D’abord, j’ai grandi dans une conscience orthodoxe, pour moi ce n’est pas une découverte, l’orthodoxie. J’ai rencontré à Venise un prêtre qui était un prêtre orthodoxe qui a fait un séminaire catholique et qui était déçu par le Modernisme et pas la corruption philosophique et religieuse dans le catholicisme et qui s’est converti en l’orthodoxie puisque l’orthodoxie défend les valeurs chrétiennes d’origine véritable. On trouve de plus en plus aujourd’hui de chrétiens catholiques qui veulent se tourner vers l’orthodoxie.

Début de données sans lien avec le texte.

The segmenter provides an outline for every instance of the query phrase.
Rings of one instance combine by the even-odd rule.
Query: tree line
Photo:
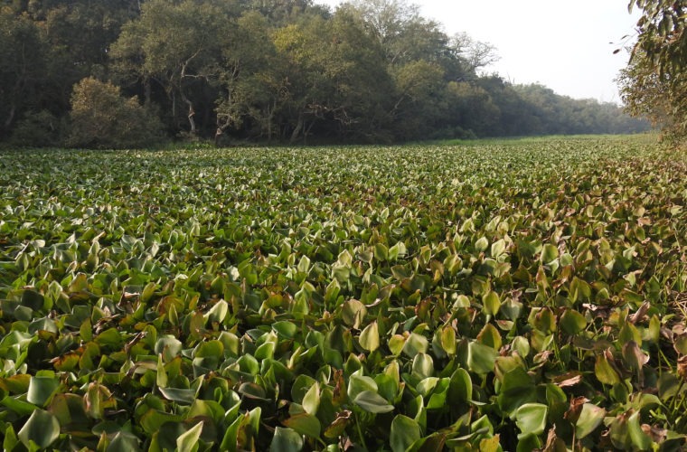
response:
[[[0,141],[398,142],[632,133],[615,104],[484,73],[404,0],[5,0]]]

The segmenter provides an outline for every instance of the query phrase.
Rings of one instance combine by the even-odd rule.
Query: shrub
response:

Cependant, en raison de la situation politique générale durant les dernières années il y avait une sorte d’accord tacite entre les orthodoxes et les catholiques pour dire que les catholiques ne vont pas faire du prosélytisme chez les orthodoxes, et les orthodoxes ne vont pas faire des prosélytismes chez les catholiques. Et on peut dire aussi que les orthodoxes ont toujours eu, en tout cas, dans la hiérarchie, une sorte de complexe, d’infériorité vis-à-vis de l’Eglise catholique parce que l’Eglise catholique était puissante, organisée politiquement, des théologies très intéressantes mais aujourd’hui on constate que, grâce à Dieu, les orthodoxes commencent à redécouvrir qu’ils n’ont aucune raison d’avoir ce complexe d’infériorité vis-à-vis de l’Eglise catholique et ce de plus que l’Eglise catholique aujourd’hui est en train de se dissoudre totalement. Lors des discussions, avec le dernier Synode de la famille nous voyons des cardinaux qui sont prêts à accepter les mariages homosexuels, qui sont prêts à accepter la communion des gens qui sont pas mariés ou pas rebaptisés, ou divorcés, remariés, d’accepter même la communion entre protestants et catholiques, en fait, c’est la dissolution totale de la dogmatique, et là, effectivement il y a toute une frange de chrétiens catholiques qui peuvent se tourner vers l’orthodoxie. Je pense une chose serait essentielle : c’est de faire un lien entre les catholiques traditionnalistes et l’orthodoxie, c’est-à-dire de retrouver un lien commun.
Katehon : Est-ce que vous pensez que la religion a le côté géopolitique ?
Je pense que oui, parce que si on étudie le système des valeurs avec la nouvelle organisation européenne, la nation ou la langue n’est plus un vecteur d’identité suffisant. Dans une situation géopolitique mondialisée on peut considérer qu’en fait c’est que la religion qui peut être le vecteur d’identification ultime, et justement pour un pays multinational comme l’Europe, effectivement, je pense que l’avenir est dans la réunion religieuse. Quand on constate ce que font nos adversaires, les islamistes, les musulmans : eux, ce ne sont pas des nations, c’est juste une religion, et une religion de combat et de conquête. Mais il faut quand même savoir que nous autres, croyants orthodoxes, nous savons que nous allons gagner à l’ultime fin. Le Christ sera toujours vainqueur. C’est juste une question de temps.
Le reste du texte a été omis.